According to Flexera research, 87% of organizations are adopting a multi-cloud migration and 72% are choosing a hybrid cloud approach. State of the 2023 Clouds Reportprotecting cloud applications and assets has never been more urgent.
The siled nature of hybrid cloud architectures means cloud security is no easy task, and cybersecurity teams often need to prioritize security actions.
To meet the growing demand, cloud security providers offer a variety of tools. Traditionally, these tools use “agents,” which are special software components installed on devices to perform security-related actions such as scanning and reporting, rebooting systems, and applying patches.
Solutions that traditionally work this way include Cloud Security Posture Management Tools (CSPM), Cloud Infrastructure Entitlement Management Engines (CIEM), and Cloud Workload Protection Platforms (CWPP) to protect cloud native applications. It is increasingly being packaged under the umbrella of a platform (CNAPP).
“The main challenge with these products is the need to deploy an agent on each device, which can be difficult as it can conflict with other departments within the company. For example, The legal team may not allow agents to be deployed on systems that have already been approved,” said Deepinder Chhabra, ISACA Board Advisor. Information security During the Cloud & Cyber Security Expo in London on March 9th.

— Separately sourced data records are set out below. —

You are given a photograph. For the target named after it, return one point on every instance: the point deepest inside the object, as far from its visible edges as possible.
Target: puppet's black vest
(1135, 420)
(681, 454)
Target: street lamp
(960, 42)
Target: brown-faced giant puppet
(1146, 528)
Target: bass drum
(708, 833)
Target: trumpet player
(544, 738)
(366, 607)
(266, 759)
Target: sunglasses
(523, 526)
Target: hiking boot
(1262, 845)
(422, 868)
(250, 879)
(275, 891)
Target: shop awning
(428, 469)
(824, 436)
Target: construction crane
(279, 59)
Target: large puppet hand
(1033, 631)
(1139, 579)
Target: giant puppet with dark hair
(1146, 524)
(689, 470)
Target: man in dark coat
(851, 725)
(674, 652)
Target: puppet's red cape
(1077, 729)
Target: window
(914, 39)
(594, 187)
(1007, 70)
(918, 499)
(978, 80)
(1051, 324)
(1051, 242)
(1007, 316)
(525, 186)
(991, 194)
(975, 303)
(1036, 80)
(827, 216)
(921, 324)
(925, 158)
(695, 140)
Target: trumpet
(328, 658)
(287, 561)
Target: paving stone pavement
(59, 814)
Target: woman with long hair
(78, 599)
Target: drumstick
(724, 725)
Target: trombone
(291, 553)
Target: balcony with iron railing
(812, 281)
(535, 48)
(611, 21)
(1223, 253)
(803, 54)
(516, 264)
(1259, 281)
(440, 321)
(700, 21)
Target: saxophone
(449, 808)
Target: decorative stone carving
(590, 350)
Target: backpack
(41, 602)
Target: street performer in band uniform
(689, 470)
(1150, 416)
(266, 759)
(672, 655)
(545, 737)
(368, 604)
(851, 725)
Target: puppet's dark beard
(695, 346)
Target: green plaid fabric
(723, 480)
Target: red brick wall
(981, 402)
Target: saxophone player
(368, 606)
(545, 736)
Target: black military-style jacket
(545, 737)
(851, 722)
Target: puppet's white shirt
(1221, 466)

The proliferation of agent-based cloud security solutions is causing agent fatigue for security professionals, Jaime Franklin, Head of Global Cloud Solutions Sales for Uptycs, argued at the Cloud & Cyber Security Expo. session.
“They had to deploy all the different agents, make sure they were in line with the DevOps pipeline, manage them, and defend how useful the agents were versus the overhead from a performance perspective. I’m sick of it. They’re really looking for something different,” he said.
Read more: Understanding the Shared Responsibility Model, Critical Steps to Secure Your Cloud
Agentless cloud security providers such as Cloudnosys, Orca Security, Sysdig, and Cyscale have emerged over the past five years to provide alternatives.
“Agentless solutions are much easier to deploy. In seconds, we can capture snapshots from cloud assets and applications on all devices and send them back for analysis,” explains Franklin.
Complete visibility v Real-time analysis and prevention
However, agentless products typically don’t offer real-time security analytics, Franklin points out.
“These are built to deliver a new scan every 24 hours, so if you run a snapshot scan, you’ll have to wait a full day between scans unless you request an ad-hoc scan. Within 24 hours. A lot of things can happen in an agent-based solution that provides real-time telemetry,” he said.
And agent-based cloud security solutions don’t just provide security analytics, they also provide actual defense, Franklin said.
“For example, agentless CSPM may be better suited for analyzing cyber events on open ports than on agent-based ports because it can correlate different information from multiple parts of the system. But no. If it’s agent-based, it can be fixed,” he explained.
Agentless cloud security solutions haven’t killed the need for agent-based security solutions, says Dazz co-founder and CTO Tomer Schwartz.
“Like elsewhere, there are no silver bullets for cloud security. Agentless cloud security solutions enable organizations to rapidly deploy a few basic cloud security capabilities to large-scale workloads. , is also particularly useful for compliance purposes,” Schwartz said during a session at Cloud. & Cyber Security Expo.
Franklin says: “Maturity and where you are in the cloud adoption journey are key to choosing between agent and agentless solutions. You told me you wanted an agentless solution because you lacked the set and it didn’t make sense to try to manage the deployment of agents. It would help us to initiate at least something to protect the
Chhabra agrees. “Maybe this agentless solution doesn’t give him 100% of the features he was looking for in the first place, but I’m happy with 80% for now.”
However, moving from agentless to agent-based solutions can also be very difficult, so organizations should be very careful about what they sign up for.
“When the Log4j vulnerability hit, some customers thought that agentless cloud security tools would have defensive capabilities, but they didn’t. Some people built a second solution based on that, which meant managing multiple solutions, user interfaces (UIs), and backends, which meant more complexity.” he warned.